The video image derives from a private, performative session in which I filmed myself gradually building up a set of canvas, fabric, a wine barrel, and various props, and then using these objects to paint on the canvas and ultimately destroy the set and props. I combine my own original filming with appropriated footage of ocean video captured by amateur videographers and posted on Youtube. The imagery ranges from calm, hot, bright seas, to moody sunsets, to violent storms. The use of digital special effects such as the chroma key and editing techniques of cuts, dissolves, and layers of opacity allows for a digital simulation of chemical and psychological interactions.

The soundtrack is Claude Debussy's symphony "La Mer," or "The Sea," and provides an incongruous, ahistorically jarring and yet cinematic layer to the imagery. To our ears at present, the score sounds narrative, but musicologist Jean Barraque (in "La Mer de Debussy," Analyse musicale 12/3, June 1988,) describes it as "the first work to have an 'open' form - a devenir sonore or 'sonorous becoming'... a developmental process in which the very notions of exposition and development coexist in an uninterrupted burst." Any Wikipedia search of the piece acknowledges multiple possible readings of the piece, relating to atonality, fragmentation, abstraction, and even noting the relationship to John Williams's eventual score for Jaws. The classical component is both seductive in its beauty but also challenging to the modern ear with its length and patience required; it is cinematic but also not entirely romantic. Using a classical music piece as the score in this way is both anachronistic and cinematic; both "classy" and "tasteless" at the same time.

The title uses Debussy's title, as well as referencing Piero Manzoni's work La Merde d'artista, or "The Shit of the Artist," in which he (supposedly) canned his own feces and sold them for the current price of the equivalent weight of gold.
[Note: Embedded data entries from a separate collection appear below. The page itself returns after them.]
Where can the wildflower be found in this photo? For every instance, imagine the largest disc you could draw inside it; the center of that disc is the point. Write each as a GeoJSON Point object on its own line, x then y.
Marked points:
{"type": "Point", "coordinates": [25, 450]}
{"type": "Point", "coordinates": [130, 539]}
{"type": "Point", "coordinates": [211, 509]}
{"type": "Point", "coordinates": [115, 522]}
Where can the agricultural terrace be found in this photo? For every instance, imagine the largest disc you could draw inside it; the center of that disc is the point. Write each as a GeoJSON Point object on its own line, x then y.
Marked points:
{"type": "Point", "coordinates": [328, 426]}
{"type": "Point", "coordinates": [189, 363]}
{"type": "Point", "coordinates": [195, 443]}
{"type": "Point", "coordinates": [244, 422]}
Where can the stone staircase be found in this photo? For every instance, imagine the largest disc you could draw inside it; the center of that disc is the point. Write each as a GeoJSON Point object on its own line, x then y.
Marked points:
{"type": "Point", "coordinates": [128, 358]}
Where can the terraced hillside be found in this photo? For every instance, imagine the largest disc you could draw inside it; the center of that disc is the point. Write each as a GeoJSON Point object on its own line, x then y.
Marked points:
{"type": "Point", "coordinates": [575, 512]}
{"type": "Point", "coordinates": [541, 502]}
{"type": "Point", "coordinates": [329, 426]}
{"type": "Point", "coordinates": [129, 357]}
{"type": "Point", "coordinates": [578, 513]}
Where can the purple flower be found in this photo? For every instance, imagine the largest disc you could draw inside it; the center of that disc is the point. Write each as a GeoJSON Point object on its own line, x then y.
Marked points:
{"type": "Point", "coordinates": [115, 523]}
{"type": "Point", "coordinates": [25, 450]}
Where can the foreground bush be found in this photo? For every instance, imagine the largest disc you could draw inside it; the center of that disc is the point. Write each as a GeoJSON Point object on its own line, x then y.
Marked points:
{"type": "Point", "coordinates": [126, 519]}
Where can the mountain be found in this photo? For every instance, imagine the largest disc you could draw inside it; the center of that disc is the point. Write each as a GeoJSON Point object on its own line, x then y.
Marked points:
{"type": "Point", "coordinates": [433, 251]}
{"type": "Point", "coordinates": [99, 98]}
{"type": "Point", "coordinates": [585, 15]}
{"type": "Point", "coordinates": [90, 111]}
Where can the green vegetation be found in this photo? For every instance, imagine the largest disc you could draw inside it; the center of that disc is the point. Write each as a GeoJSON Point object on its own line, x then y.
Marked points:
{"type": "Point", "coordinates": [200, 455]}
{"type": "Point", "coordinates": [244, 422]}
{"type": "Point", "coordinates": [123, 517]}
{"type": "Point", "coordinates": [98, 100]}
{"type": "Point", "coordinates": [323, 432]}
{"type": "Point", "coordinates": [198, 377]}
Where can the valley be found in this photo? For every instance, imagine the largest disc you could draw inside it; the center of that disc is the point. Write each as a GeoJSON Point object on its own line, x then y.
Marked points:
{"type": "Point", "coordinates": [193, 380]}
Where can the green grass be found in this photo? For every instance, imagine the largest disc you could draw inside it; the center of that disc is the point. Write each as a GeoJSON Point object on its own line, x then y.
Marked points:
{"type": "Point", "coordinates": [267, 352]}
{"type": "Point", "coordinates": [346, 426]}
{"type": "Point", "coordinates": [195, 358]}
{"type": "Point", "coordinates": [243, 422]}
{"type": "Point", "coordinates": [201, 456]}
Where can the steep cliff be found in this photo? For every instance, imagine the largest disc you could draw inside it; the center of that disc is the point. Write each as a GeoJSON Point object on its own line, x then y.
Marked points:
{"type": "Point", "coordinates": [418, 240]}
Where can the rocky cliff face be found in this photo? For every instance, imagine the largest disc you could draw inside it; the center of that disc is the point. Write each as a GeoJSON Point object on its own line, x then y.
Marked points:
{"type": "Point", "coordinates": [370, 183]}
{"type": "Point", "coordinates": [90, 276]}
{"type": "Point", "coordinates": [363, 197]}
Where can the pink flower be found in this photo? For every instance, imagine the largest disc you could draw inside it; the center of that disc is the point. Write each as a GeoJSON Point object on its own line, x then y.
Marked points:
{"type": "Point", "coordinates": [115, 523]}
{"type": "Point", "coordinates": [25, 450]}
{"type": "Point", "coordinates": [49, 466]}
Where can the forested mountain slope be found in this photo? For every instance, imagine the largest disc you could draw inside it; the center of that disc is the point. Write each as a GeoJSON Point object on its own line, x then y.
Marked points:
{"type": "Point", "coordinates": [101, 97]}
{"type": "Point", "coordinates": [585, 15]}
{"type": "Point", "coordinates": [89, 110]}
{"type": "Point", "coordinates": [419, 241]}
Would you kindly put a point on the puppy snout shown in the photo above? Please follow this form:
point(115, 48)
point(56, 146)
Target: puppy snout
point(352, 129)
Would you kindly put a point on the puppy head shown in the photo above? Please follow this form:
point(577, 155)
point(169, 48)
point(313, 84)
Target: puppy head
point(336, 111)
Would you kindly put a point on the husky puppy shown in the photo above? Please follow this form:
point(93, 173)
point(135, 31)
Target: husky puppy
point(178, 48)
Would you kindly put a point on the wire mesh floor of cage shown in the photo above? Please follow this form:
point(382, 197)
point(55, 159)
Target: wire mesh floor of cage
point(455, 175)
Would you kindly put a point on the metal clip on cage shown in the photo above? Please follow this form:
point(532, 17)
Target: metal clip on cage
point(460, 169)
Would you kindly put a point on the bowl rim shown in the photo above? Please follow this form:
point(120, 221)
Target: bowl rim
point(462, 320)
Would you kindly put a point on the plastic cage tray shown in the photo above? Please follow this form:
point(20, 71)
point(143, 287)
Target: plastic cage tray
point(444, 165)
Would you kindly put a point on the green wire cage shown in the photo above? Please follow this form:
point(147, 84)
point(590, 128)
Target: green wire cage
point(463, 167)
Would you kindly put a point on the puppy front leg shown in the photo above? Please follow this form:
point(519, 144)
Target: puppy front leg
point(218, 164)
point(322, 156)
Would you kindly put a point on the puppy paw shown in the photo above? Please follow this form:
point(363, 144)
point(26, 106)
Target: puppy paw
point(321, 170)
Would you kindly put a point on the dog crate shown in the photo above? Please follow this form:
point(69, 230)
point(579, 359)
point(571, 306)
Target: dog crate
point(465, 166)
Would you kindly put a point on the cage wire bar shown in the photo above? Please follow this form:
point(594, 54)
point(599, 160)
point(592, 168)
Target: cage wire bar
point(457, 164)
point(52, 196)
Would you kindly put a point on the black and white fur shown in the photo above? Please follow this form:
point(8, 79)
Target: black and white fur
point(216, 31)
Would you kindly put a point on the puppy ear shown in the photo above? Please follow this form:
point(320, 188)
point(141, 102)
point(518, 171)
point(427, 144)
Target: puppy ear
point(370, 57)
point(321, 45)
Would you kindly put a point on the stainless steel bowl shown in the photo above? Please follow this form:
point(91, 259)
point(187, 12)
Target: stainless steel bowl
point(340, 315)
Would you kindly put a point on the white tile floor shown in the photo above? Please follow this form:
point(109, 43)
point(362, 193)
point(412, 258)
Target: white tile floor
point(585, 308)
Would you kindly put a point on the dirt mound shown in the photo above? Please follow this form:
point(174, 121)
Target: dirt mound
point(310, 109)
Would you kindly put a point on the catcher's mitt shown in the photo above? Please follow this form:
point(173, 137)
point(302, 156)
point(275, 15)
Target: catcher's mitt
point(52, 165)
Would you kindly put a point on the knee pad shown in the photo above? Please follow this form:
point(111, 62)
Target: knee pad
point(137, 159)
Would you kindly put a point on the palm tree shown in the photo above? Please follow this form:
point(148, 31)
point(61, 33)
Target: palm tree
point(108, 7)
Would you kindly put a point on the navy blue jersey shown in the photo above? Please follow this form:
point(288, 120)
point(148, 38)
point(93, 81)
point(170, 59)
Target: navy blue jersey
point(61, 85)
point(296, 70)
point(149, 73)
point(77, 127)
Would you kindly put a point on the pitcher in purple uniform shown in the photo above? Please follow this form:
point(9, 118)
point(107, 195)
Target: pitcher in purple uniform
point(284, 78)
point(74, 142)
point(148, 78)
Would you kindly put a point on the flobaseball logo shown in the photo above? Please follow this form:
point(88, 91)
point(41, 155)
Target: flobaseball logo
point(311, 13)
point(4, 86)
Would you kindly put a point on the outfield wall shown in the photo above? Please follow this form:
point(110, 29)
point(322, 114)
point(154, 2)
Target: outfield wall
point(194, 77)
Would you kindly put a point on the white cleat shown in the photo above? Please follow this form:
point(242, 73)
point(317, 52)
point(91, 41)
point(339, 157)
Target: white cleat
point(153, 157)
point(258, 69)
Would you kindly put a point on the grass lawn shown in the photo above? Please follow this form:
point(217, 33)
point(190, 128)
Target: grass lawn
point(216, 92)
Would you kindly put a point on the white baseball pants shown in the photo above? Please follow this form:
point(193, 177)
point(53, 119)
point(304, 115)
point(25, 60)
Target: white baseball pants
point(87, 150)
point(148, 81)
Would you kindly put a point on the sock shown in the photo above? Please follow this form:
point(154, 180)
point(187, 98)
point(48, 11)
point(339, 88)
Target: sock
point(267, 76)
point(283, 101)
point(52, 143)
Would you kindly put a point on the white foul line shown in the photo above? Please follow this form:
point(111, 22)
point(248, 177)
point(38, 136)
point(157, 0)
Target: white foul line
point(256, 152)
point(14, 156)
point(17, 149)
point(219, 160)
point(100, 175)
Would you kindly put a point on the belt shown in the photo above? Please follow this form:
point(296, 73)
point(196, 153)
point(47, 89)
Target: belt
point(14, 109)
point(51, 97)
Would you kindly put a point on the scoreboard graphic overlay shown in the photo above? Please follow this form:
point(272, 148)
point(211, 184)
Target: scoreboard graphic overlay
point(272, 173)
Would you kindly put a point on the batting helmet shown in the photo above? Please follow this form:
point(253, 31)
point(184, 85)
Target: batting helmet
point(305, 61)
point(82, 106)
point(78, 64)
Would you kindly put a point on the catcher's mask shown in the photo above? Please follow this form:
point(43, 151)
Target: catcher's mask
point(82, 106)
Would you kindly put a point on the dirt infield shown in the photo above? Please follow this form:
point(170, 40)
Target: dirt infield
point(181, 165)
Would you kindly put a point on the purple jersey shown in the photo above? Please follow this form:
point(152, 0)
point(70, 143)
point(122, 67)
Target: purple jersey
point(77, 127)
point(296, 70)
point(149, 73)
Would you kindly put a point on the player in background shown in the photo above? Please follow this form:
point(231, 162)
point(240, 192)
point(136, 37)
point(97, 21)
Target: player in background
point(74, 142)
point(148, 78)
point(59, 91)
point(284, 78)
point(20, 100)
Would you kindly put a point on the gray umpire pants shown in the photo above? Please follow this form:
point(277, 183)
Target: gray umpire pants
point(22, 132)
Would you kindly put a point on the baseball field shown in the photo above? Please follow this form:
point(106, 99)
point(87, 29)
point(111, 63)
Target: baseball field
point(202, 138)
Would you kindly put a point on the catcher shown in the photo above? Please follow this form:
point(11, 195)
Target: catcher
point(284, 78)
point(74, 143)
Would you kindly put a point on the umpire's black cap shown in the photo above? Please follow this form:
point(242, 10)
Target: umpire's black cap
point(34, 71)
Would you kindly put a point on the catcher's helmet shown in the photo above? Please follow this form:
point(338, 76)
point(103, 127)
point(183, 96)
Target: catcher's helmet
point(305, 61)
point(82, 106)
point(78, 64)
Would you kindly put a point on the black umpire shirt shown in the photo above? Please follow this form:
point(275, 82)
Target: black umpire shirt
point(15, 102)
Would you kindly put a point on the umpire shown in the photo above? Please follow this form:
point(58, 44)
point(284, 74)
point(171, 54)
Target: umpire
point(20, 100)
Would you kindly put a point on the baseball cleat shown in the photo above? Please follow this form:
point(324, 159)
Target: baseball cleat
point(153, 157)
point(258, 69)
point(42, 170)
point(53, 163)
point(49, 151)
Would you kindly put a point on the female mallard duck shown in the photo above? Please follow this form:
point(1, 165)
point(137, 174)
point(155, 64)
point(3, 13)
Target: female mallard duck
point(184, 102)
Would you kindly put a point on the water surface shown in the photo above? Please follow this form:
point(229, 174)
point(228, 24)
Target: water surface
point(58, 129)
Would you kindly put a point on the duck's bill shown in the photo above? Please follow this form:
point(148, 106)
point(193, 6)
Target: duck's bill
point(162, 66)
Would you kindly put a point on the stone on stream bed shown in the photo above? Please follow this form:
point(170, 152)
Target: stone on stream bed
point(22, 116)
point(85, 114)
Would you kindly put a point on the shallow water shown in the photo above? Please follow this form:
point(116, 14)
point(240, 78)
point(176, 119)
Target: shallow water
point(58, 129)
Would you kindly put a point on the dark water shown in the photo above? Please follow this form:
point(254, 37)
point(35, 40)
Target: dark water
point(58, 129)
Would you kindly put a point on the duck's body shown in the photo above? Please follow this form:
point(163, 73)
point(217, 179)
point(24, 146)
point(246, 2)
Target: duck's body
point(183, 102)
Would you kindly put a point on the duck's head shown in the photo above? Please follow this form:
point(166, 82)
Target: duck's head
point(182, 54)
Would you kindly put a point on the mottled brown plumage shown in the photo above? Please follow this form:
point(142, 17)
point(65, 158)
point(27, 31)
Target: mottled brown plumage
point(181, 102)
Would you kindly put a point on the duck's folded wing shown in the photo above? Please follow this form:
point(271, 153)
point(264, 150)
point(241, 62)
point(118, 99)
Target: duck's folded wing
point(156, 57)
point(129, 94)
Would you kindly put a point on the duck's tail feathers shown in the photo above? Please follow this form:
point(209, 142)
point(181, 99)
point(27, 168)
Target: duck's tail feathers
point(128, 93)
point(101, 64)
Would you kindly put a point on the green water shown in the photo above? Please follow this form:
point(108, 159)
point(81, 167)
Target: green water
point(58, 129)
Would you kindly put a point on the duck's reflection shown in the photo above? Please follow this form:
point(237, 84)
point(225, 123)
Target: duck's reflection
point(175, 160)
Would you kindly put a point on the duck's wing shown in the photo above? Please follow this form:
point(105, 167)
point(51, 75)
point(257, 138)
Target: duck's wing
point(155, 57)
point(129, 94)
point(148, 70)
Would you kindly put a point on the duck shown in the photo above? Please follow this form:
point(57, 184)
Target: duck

My title, La Mer d'artista, suggests the mental state of being adrift, and the primordial, chemical soup of the mind. Manzoni's work teases the perception of the significance of every element of the creative individual; this takes it further to not only the psychological but the psychochemical space.

This is the First Movement/Part 1 of 3, following the structure of Debussy's symphony. Parts 2 and 3 are available for screening on request. The entire piece is meant to be projected on a loop, in an installation using the elements, props, and products of the video including wine barrels, the painted canvas, and sculptures using the detritus of the shoot.